The comic book is also a legitimate metaphor for over-simplification for the purpose of innocent entertainment. The best graphic novels (and videos, T.V., and cinema) now demonstrate that the intention to entertain simply does not preclude the problematic and horrifying. The images and stories on the page and screen are visible too behind the choices both children and adults make. Treating images too simply is part of the denial that contributes to adults not understanding or being able to respond to very real and potentially explosive dilemmas. Put another way, even if one remains suspicious of the dark imagination, it is difficult to look at the industry generated by the Lord of the Rings or Harry Potter franchises and argue that comic book notions of heroism, evil, evolution, apocalypse and power do not change the world.

 

Within this theme of violence and notions of progress, let’s consider an off-the page incident. Due to his planning and execution of the latest mass murders in Colorado, James Holmes is now infamous. Unless additional facts regarding conspiracy and accomplices are sufficiently validated, his name alone will be associated with "the worst mass shooting in the U.S. since the Nov. 5, 2009, attack at Fort Hood, Texas, [wherein] an Army psychiatrist was charged with killing 13 soldiers and civilians and wounding more than two dozen others."[i] The Toledo Blade went on to report the following:

As the new Batman movie played on the screen, a gunman dressed in black and wearing a helmet, body armor and a gas mask stepped through a side door. At first he was just a silhouette, taken by some in the audience for a stunt that was part of one of the summer's most highly anticipated films. But then, authorities said, he threw gas canisters that filled the packed suburban Denver theater with smoke, and, in the confusing haze between Hollywood fantasy and terrifying reality, opened fire as people screamed and dove for cover. At least 12 people were killed and 59 wounded in one of the deadliest mass shootings in recent U.S. history.[ii]

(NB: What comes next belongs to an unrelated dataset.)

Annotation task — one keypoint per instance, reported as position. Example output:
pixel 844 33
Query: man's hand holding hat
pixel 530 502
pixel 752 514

It is a common practice to characterize violence like this as “senseless.” This is becoming a more and more serious mistake. Some might say that, as an academic psychologist, I should probably be more reserved and scientific, clearly separating facts from opinion in discussing the tragedy before wielding even a poetically diagnostic pen. However, it is images that hold together the cultural complex through which horrors like this are interpreted. This process demands dirt-flying-over-the-shoulder excavation, and racing on foot to trace where their power comes from and wherever their convictions reach, just in case more understanding might become available to those with a mandate to prevent events like this from happening in the future.